By Rohan Keith Andresen ’12
On a stifling hot Friday afternoon, Loyola Academy director Ms. Kendra Krause waits for the last of her students to be picked up by their parents.
The 32 sixth-grade students of Loyola Academy, the new middle school on Brophy’s campus, have just finished a 47-hour school week filled with reading, math, physical education, science, social studies, religion, Latin and drama.
Beginning at 7:15 a.m. and ending at 5:30 p.m., the sixth graders pack each day with academia and enrichment.
Still, even the end of the last day of a long week, student Jose Gomez runs up and down the stairs and asks Ms. Krause questions about plans for the next few weeks at school.
She recognizes their seemingly endless reserve of energy.
“I think the adults are going to get tired before the kids do,” Ms. Krause joked as some of the last students came running down the stairs from the second floor of Loyola Hall.
As the last student runs to his mom’s car, Ms. Krause says goodbye and shouts after him, “Thanks for being awesome!”
A student being picked up by his parents is not the norm, however.

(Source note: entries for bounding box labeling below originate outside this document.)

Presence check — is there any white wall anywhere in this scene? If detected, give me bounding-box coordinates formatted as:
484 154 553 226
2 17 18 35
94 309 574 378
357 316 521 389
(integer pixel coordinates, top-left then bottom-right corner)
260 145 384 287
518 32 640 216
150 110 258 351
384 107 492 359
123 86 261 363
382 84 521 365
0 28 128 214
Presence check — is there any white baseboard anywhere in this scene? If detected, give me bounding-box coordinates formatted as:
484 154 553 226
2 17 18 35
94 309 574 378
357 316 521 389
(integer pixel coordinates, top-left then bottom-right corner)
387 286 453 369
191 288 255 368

Loyola Academy provides a bus and van that pick up and drop off students daily as well as bus passes to the students who need them.
She said she was afraid that some of the students would have dropped out because of the distance from their homes, in addition to the rigor of the school.
On the contrary, the school hosted its first Parents’ Night Aug. 24 where parents responded with “tremendous reactions.”
The students who attend Loyola Academy are “from less affluent, poor backgrounds, who don’t have the advantage of the grade schools or parent’s with a college education to help them study,” said the Rev. Eddie Reese, S.J. in an earlier interview with The Roundup.
Ms. Krause walked to the air-conditioned classrooms of third floor Loyola Hall, where Loyola Academy operates.
Two students who have older brothers still in school at Brophy are waiting there, playing a board game.
These two students are part of the 32 who were accepted from 74 applications.
“It (the school) is for intelligent people,” said Angel Gutierrez, attendee and the younger brother of a Brophy student.
Ms. Krause said she hopes the students will be able to acclimate easily to the Brophy community once it is their turn to enter high school.
The stated expectation is that Loyola Academy students will continue into Brophy after eighth-grade.
Gutierrez already expressed interest in becoming involved with the Brophy community.
“I want to be on the football team…I want to be the quarterback,” Gutierrez said.
Another student, Erik Fernandez also stated his intent to participate at Brophy.
“I want to follow my family tradition,” Fernandez said. “I want to play basketball too.”
Brophy students have also shown an interest in becoming involved with Loyola Academy by volunteering to help tutor and spend time with the kids at lunch and after school.